Wednesday, January 11, 2012

Random Thoughts

Where to begin?
There is a lot to play with for my imagination. Well, I don't think the word "play" would be the best term to be defined in using my imagination, but I see several things that are going on........
There really is a lot going on at once: politics, drama, judgement, and issues. Right now, I just don't have a lot to say about it all. The political world is the thing that should be one of my first priorities of concern. I just havn't been paying a lot of attention to politics or upcoming candidates. I havn't been there to hear any debates or speeches. I just don't have the motivation. Politics can be a passion from time to time, but right now, I just don't have the drive to be committed to politics. In one thought, I want to give some clarity over baby names. Mitzi or Mitzia is not meant to take after Mitt Romney or where I would claim a presidential candidate as being my baby. I don't remember if it is Romney or Perry that believe in polygamy. I want to continue to stay out of politics and just not care for the time. But the baby name is only a coincidence, not anything to read into or be in wonder or have any paranoia. Well, when it relates to a political name in this instance.

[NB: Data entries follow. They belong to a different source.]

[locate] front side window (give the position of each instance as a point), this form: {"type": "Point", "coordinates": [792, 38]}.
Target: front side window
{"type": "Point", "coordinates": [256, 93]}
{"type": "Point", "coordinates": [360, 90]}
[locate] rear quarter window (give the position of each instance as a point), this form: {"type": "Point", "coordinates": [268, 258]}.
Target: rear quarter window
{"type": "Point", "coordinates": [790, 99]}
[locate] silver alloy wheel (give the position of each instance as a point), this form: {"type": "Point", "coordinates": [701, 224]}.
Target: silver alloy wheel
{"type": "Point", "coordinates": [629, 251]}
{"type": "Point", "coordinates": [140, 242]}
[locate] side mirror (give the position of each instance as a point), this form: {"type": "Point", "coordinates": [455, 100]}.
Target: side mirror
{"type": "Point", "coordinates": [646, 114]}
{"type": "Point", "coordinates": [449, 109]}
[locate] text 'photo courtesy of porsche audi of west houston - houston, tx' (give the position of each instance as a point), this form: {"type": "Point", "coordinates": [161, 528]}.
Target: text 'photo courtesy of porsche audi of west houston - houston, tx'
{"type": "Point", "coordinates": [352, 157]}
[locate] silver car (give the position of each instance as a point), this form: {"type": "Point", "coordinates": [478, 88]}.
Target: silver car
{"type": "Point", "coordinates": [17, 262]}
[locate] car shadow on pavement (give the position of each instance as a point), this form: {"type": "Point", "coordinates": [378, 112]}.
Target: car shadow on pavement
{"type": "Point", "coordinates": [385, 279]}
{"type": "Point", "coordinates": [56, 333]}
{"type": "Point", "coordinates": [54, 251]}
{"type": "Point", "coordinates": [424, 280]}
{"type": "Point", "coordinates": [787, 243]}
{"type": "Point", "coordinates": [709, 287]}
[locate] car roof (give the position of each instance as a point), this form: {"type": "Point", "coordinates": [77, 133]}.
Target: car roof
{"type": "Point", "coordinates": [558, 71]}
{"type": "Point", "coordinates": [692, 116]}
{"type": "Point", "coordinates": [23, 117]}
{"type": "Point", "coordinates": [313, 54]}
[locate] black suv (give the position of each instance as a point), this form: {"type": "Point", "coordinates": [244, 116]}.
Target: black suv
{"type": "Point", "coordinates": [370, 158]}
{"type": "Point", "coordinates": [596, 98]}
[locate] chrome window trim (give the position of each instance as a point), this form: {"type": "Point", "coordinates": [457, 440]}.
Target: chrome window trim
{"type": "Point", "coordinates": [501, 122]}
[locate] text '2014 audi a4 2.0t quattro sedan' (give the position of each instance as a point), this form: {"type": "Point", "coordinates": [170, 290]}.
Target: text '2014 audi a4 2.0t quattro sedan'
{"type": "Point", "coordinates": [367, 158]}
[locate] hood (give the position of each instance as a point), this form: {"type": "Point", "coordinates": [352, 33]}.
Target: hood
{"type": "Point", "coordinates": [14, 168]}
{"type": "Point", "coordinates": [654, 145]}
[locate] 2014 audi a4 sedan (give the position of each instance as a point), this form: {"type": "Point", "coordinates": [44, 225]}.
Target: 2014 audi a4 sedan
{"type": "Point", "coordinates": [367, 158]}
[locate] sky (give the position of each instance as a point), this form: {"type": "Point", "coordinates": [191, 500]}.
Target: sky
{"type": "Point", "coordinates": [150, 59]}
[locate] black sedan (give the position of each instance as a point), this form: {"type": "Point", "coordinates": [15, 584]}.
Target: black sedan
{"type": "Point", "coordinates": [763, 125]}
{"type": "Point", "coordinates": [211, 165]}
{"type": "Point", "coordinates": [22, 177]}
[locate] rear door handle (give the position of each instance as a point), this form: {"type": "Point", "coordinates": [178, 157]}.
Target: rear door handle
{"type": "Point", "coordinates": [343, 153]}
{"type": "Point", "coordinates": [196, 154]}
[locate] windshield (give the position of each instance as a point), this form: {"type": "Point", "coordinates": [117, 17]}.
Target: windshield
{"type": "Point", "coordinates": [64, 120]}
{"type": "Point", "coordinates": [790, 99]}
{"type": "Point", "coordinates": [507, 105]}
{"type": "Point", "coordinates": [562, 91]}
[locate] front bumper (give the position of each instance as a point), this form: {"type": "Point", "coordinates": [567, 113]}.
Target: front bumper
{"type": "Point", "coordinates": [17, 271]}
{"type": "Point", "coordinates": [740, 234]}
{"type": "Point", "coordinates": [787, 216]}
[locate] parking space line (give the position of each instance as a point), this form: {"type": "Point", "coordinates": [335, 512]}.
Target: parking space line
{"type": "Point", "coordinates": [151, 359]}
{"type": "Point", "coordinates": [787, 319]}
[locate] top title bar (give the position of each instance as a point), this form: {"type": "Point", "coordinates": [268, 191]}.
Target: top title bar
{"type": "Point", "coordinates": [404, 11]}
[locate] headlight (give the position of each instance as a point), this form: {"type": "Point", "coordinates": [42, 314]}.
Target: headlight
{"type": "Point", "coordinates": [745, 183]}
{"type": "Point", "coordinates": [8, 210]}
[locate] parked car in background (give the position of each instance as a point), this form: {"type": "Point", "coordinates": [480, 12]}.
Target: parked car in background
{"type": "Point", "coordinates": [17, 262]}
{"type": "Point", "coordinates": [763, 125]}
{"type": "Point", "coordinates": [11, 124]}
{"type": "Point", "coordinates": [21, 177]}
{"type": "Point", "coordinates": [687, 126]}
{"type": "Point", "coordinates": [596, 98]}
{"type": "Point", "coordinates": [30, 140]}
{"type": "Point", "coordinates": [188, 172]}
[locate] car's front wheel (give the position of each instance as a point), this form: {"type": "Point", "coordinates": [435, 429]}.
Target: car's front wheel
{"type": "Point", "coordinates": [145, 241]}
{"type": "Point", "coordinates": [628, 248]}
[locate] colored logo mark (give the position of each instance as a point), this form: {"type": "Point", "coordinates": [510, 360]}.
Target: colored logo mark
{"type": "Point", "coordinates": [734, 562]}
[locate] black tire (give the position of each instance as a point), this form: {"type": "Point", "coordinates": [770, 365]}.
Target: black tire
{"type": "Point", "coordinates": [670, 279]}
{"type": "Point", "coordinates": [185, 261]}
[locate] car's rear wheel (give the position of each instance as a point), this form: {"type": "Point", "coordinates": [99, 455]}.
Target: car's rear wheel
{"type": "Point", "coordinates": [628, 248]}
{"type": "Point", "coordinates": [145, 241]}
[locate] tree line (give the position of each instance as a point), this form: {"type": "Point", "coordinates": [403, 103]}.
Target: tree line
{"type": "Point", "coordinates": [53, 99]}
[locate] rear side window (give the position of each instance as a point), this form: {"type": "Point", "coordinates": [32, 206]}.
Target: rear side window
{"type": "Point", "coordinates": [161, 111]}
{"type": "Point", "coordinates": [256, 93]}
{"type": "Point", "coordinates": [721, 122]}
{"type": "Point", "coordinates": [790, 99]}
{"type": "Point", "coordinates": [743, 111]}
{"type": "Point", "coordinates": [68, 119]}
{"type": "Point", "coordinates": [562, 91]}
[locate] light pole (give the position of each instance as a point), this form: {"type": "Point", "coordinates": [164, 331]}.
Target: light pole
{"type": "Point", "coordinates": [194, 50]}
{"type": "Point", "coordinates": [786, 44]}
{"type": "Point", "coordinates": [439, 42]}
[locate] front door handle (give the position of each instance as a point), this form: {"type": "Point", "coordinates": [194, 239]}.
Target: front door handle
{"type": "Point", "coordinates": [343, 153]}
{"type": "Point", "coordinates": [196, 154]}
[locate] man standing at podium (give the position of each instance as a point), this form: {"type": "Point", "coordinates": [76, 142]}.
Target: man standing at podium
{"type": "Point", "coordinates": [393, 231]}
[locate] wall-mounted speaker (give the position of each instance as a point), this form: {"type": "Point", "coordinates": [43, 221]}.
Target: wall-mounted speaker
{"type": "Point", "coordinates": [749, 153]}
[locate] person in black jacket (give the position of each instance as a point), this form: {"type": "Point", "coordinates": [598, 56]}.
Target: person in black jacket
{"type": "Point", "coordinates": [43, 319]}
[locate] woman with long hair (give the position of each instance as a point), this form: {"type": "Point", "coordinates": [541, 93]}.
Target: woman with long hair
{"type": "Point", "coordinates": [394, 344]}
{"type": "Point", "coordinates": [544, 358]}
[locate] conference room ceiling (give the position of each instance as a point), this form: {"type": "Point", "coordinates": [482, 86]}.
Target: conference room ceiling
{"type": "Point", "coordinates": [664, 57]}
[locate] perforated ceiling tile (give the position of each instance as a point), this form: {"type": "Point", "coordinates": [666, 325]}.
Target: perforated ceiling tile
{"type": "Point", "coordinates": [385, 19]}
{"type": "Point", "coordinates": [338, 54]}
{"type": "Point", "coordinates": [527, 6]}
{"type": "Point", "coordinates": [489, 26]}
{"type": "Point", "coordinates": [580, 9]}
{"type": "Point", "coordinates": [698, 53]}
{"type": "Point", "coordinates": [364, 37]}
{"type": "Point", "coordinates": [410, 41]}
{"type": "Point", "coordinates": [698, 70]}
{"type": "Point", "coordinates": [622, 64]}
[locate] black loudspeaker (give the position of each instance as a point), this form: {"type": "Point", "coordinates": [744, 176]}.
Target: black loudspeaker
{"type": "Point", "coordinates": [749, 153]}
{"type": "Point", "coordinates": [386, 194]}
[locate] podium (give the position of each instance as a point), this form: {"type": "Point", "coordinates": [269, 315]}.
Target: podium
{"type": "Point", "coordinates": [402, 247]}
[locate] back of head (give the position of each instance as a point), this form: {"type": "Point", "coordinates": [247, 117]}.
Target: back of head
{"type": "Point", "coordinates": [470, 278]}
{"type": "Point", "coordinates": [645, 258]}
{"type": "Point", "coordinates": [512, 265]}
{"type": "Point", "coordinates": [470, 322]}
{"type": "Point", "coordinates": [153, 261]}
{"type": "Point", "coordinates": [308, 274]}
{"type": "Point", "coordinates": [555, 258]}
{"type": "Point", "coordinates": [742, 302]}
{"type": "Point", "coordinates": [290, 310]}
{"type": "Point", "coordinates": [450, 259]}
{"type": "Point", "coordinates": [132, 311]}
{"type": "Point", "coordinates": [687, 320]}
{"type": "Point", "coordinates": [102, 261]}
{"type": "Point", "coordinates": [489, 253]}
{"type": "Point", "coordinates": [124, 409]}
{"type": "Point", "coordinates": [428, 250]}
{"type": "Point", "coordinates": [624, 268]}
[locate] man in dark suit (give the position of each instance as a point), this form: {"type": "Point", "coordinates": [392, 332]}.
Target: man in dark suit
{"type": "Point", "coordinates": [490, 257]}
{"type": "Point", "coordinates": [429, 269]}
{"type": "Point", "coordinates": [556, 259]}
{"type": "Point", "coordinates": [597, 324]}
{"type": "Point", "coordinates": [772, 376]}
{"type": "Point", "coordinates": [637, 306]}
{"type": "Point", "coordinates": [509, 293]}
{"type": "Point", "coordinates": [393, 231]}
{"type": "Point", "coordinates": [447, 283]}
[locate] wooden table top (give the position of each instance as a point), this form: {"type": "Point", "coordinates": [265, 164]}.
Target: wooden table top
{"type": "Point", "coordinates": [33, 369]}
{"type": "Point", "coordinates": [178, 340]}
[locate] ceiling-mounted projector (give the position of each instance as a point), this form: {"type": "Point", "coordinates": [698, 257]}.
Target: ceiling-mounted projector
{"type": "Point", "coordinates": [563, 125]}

Drama? I'm living in my own limits of drama. I prepare my heart for just about anything and know that there are still a lot of things that my heart won't break over. If I get tested, it is my own choice to: ignore, be anorexic, or get involved to whatever extent I would get involved. I've known for a while that some people may either lie or put words in my mouth from time to time. Life just may catch up one day. Some people are just weedwackers to weed out the bad ones that: don't care enough, don't try, or believe me enough.

Judgement? I'm sure the usual judgement and criticism is going on. I really don't care either. It isn't something I'm paying too close attention to or getting involved too much in.

Issues? Kind of same thing as judgement. Issues have a lot of depending factors of who and how I would share and talk about my issues; or who and how I would give a reaction to someone else's issues.

Other than my general state of being, I just don't have a lot to say right now. I'm not in the mood to overstress myself or overinvolve myself in too much of anything. Keeping it chill and cool. It depends anyway.